Tchaikovsky's The Nutcracker on the Costa

For the last five years, Estepona has hosted the School of Russian Ballet's performance of the classic two-act ballet, mainly danced by the students


Christmas is the time of year when families get together and spend time with each other. They'll open presents, eat the usual festive food and generally have a good time.

Others Sgo out their way to entertain themselves at the cinema or pantomime. The ballet is also a good alternative, although it's not always everyone's cup of tea.

However, that hasn't stopped the School of Russian Ballet from putting on an annual performance of one of the most famous Christmas ballets: Tchaikovsky's The Nutcracker.

Tchaikovsky in Estepona

The school has been performing the ballet in the Costa del Sol area for the last seven years. The first two were done in Marbella, but a decision was made five years ago to switch it to Estepona, where it has been ever since.

The commitment to move it was an easy one. "The choice of town largely depends on the availability of the theatre," said Regina Zarhina, director and founder of the School of Russian Ballet. "Estepona has the best theatre on the coast, in terms of the size and the convenience."

The size of the theatre for such a big production is important for the school. "We have approximately 50 people in this show," Zarhina said. "There are only a few adult non-dancers to play the parents in the party scene, a couple from Romania to dance the main pas de deux, another professional dancer to play Drosselmeyer and two of our graduates who are returning," she explained.

The Nutcracker

  • When 15 December, 5.30pm

  • Where Teatro Auditorio Felipe VI (Estepona)

The school also fully trusts their students to put into practice what they take away from their lessons. "We learn so we can dance and not hold back. Stage practice, as we call it, is a major part of ballet education," Zarhina said.

A unique school

The School of Russian ballet is also unique in its multinationality, with students from all over the world and between the ages of three to 19. It's the perfect representation of all the people living on the Costa del Sol.

"The school now boasts students of at least 12 nationalities," Zarhina said. "Children often help each other by translating from different languages in case something gets lost in translation; it creates a wonderful atmosphere," she explained.

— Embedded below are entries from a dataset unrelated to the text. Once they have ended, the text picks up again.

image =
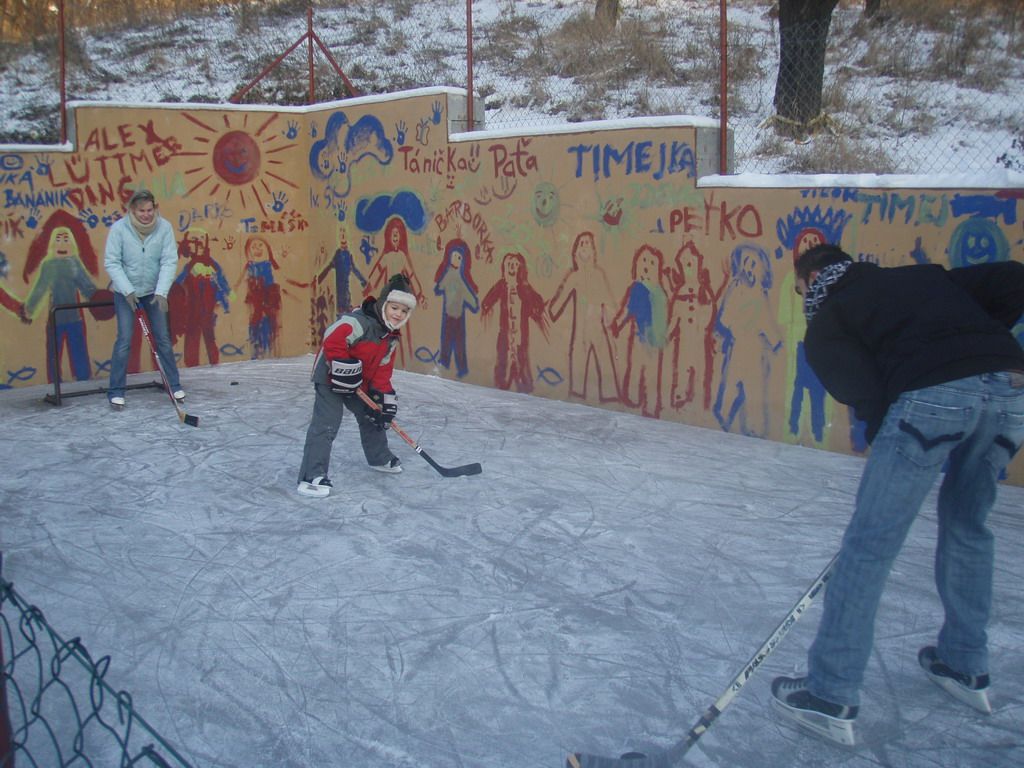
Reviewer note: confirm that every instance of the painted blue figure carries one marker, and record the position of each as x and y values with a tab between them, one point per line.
454	283
65	257
344	267
750	342
806	380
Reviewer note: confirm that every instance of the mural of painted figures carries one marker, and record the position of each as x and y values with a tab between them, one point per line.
12	305
644	308
65	257
691	327
262	297
805	383
7	300
454	283
195	296
587	289
751	340
344	267
518	303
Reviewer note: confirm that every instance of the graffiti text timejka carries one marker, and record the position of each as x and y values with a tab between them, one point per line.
664	159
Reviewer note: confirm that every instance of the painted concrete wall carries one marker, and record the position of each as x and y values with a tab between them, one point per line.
596	262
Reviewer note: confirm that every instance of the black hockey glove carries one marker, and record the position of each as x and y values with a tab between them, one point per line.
388	402
346	376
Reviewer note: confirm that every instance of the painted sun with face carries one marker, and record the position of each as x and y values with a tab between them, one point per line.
241	162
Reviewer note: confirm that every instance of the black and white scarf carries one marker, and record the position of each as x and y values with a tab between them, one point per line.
818	290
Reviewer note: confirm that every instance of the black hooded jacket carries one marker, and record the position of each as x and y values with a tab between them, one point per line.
881	332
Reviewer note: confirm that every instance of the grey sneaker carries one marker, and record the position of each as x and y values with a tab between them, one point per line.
971	689
792	699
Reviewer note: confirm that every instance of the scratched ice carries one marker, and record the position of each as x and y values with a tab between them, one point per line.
596	588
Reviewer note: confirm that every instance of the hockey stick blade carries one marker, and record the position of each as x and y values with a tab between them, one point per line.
192	421
465	469
630	760
675	754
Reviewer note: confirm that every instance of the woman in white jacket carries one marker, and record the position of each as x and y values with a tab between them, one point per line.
141	257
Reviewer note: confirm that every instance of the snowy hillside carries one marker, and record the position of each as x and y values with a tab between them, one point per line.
899	97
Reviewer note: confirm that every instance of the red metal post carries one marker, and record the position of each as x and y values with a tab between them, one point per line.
469	65
723	120
64	86
309	52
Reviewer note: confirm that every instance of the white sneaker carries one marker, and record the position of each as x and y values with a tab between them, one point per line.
316	487
392	467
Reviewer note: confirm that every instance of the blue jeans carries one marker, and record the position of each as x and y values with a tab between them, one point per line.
974	425
127	326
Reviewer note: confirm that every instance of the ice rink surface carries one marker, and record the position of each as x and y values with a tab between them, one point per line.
595	589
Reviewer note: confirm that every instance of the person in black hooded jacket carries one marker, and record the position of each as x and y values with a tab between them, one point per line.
926	357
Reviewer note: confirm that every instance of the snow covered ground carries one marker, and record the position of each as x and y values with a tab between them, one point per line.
595	588
887	94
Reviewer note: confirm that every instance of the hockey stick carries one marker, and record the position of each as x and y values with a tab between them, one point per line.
192	421
674	754
465	469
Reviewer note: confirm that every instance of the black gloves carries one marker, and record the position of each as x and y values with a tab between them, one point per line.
388	402
346	376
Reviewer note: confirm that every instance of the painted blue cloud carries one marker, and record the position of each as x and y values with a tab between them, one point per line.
367	138
325	152
373	213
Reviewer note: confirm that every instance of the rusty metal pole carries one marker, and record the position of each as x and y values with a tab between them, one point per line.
469	65
723	120
309	36
64	86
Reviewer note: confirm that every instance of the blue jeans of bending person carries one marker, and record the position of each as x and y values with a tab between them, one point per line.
128	327
974	426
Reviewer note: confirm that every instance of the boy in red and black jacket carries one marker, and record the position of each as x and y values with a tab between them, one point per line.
357	353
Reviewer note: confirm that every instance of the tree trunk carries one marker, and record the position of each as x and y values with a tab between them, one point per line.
606	12
803	31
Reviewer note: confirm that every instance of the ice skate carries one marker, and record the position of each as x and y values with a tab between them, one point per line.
795	702
971	689
317	487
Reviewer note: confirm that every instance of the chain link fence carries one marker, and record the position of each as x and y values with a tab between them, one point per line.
897	95
915	88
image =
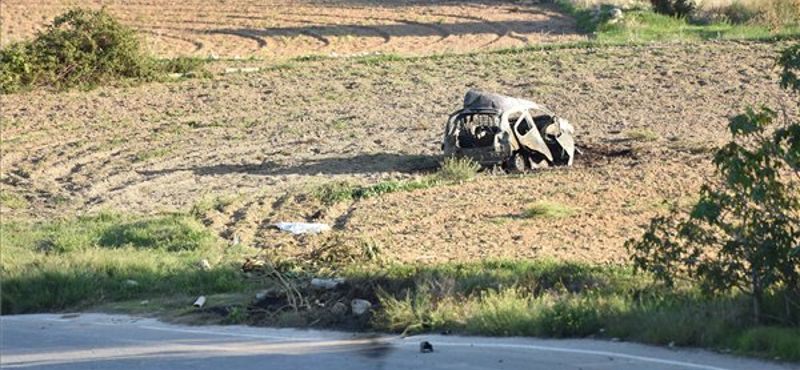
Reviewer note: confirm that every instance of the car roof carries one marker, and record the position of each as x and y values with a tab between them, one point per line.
476	100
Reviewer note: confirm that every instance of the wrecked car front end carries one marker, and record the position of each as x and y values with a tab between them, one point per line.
493	129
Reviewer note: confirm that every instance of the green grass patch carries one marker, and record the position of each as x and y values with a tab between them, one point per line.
12	201
641	135
552	210
452	171
92	260
563	299
84	48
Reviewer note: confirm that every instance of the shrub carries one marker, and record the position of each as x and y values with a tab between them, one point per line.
82	48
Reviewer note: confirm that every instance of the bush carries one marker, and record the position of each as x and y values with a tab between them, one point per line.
82	48
458	170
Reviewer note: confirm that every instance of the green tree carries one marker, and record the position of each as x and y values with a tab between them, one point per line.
744	232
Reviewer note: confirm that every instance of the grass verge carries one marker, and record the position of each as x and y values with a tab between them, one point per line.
452	171
148	265
72	264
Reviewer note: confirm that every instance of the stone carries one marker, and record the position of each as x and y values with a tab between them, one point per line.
339	309
324	283
360	306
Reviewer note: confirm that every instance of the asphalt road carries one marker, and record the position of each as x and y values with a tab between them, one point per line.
98	341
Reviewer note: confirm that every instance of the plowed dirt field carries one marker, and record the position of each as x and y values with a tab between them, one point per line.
645	116
276	29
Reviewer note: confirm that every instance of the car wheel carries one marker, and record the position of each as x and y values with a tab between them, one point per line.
518	163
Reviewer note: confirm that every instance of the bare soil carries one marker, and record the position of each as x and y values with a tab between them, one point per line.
277	29
261	141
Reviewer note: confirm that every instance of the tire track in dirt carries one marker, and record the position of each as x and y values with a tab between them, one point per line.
198	46
220	27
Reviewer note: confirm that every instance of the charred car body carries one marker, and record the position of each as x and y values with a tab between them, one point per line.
518	134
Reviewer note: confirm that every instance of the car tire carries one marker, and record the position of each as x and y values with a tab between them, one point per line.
517	163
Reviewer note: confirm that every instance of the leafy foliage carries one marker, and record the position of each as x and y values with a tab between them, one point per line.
82	48
744	231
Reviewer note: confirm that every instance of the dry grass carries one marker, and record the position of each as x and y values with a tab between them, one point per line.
773	13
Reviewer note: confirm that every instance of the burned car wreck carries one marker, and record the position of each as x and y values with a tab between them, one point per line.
517	134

However, despite not all coming from the same places, nor speaking the same language, the school's fundamental message still gets through to everyone. "People are different, but they all share love for their children and desire to provide them with education and opportunities," Zarhina explained.

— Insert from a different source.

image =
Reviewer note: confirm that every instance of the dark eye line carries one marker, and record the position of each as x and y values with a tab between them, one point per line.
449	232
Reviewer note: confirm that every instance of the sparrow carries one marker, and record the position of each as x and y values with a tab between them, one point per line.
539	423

The school has also taken up the chance to be a safe place for children who have been displaced because of the war in Ukraine, something that they are more than happy to do. "To some of them, it's a refuge from the foreign languages they are faced with at school; to others, a chance to continue their training and a return to normality," Zarhina said.

Ballet shows involve a lot of work, not only by the students themselves, but the team working behind the scenes. "We do 2 shows per year, one in December and one in June," the director explained. "The summer show is more of a showcase for our students and not a full-length ballet." Big, full-length productions, when done right, can also be costly. "We do excerpts from classical ballets, but putting on a full show on the scale we find acceptable is very expensive," Zarhina said. "I think ballet needs to be done at the highest level available, so we do what we can."

A decade of ballet

The School of Russian Ballet opened its door on the Costa del Sol in September 2013. Anyone and everyone who wants to dance can do just that, as the school is privately run. "Many ballet schools in the world are highly selective, because ballet is so demanding on the body," Zarhina pointed out. "But we do not discriminate. I strongly believe that everyone deserves an opportunity to learn ballet," she said, explaining how it's a wonderful art form that is both challenging and artistically rewarding. "Ballet training is beneficial, no matter whether you want to become a professional or not," said Zarhina. "It teaches discipline, camaraderie, artistry, being a part of a group, and so much more."

Zarhina herself is a ballet dancer, though she never reached the heights she wants her students to. "I was trained in Russia but spent the majority of my life in the USA," she said. "I danced a little, but mostly taught."While she was head of the ballet department at the University of Utah, she visited Marbella and saw the chance to open a school on the Costa del Sol, as she was also looking for a change in her life and decided to take that leap of faith, a notion that she now passes down to her ballet students.